Können auch Private/Parteien in die Rechte der Abgeordneten eingreifen?
- e.A.: (-) Nein
(pro) Grds. können nur staatliche Hoheitsträger eingreifen - h.M.: (+) Ja
(pro) Wortlaut Art. 38 I 2 GG: Frei von (jeglichen) Aufträgen o. Weisungen; Systematik: Art. 48 II 2 GG zeigt (als spezielle Ausprägung von Art. 38 I 2 GG), dass das Mandat auch vor Privaten geschützt wird.
Rechtfertigung
Rechtsgrundlage
Welche Rechtsgrundlage kommt für den Fraktionsausschluss in Betracht?
- e.A. § 10 GOBT
(con) Wortlaut: Nur Bildung und nicht Ausschluss geregelt; Systematik: Nur Binnenrecht und kein Verfassungsrecht - a.A. § 10 IV, V PartG
(con) Wortlaut: Geltung nur für Parteien und nicht für Fraktionen; Systematik: Nur Binnenrecht und kein Verfassungsrecht - h.M. Art. 38 I 2 GG
(pro) Telos: Recht der anderen Fraktionsmitglieder auf Effektivierung ihres Mandats durch funktionierende Fraktionszusammenarbeit
Formelle Voraussetzungen
Zuständigkeit
Fraktionsversammlung, nicht nur der Vorstand
Verfahren
Antrag
Durch Fraktionsvorstand oder aus der Mitte der Fraktion
Anhörung
Schriftliche Ankündigung des Ausschlusses, Anhörung des Abgeordneten & Gelegenheit zur Stellungnahme und Weiterleitung dieser an die gesamte Fraktion.
Sitzung und Abstimmung
- Rechtzeitige Ladung unter Angabe des geplanten Fraktionsausschlusses als Grund
- (Zumindest Gelegenheit zur) Anwesenheit in der Ausschlusssitzung (str.)
- Abstimmung
- Geheime Abstimmung (str.)
- Einfache Mehrheit (str.; a.A.: 2/3 Mehrheit)
Materielle Voraussetzungen
Vorliegen eines „wichtigen Grundes“
Aufgrund der Freiheit des Mandats (Art. 38 I 2 HS 2 GG) und des sich daraus ableitenden grundsätzlichen Verbotes des Fraktionszwangs ist ein „wichtiger Grund“ erforderlich. Da es sich beim Fraktionsausschluss somit nicht um eine Strafmaßnahme für vergangenes Verhalten handeln darf, muss aufgrund vergangenen Verhaltens erkennbar sein, dass keine zukünftige vertrauensvolle Zusammenarbeit mehr möglich ist (Prognose).

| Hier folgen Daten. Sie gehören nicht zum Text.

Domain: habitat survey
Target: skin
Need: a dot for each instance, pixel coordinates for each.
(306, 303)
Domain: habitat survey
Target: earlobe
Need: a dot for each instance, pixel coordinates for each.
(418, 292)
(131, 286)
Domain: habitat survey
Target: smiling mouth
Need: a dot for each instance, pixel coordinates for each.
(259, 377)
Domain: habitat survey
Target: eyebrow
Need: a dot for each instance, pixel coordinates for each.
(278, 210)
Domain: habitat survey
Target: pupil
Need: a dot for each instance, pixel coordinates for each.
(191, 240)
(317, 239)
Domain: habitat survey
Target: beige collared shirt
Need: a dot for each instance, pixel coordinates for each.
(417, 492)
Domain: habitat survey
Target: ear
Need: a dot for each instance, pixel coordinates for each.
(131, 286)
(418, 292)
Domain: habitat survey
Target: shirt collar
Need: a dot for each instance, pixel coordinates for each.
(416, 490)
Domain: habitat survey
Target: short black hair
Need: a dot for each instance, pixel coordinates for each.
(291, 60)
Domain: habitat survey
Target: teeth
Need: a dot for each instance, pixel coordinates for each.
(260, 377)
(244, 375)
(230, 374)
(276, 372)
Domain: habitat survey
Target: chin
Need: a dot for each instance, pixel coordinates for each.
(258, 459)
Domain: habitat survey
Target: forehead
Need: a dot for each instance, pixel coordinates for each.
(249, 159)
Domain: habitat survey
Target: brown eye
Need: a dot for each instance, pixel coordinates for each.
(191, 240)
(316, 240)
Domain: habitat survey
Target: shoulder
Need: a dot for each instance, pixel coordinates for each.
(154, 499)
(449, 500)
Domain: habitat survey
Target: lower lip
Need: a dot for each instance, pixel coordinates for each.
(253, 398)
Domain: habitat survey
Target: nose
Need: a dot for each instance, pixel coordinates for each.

Anerkannt als wichtige Gründe sind:
- Vertrauensverhältnis ist nachhaltig gestört
- Keine politische Übereinstimmung mehr
- Arbeit der Fraktion wird durch den Abgeordneten ineffektiv oder aufwendiger
- Einheitliches Auftreten der Fraktion nach Außen nachhaltig gestört (str.; wohl nicht bereits bei einzelner Abstimmung „gegen die Fraktion“ oder unliebsamer Wortmeldung im BT; hier oft Unterscheidung in zulässige Fraktionsdisziplin und unzulässigen Fraktionszwang)
Evidenz- und Willkürkontrolle
Der Fraktion kommt dabei ein eigener Ermessensspielraum zu, das BVerfG beschränkt sich auf eine Evidenz- und Willkürkontrolle. Dabei wird insb. untersucht:
- Zutreffende Tatsachen
- Erhebliche Tatsachen (h.M.: auch außerparlamentarisches Verhalten, nicht rein privates, gänzlich unpolitisches)
- Keine Ermessensfehler: Insb. Verhältnismäßigkeit – z.B. Abmahnung ausreichend?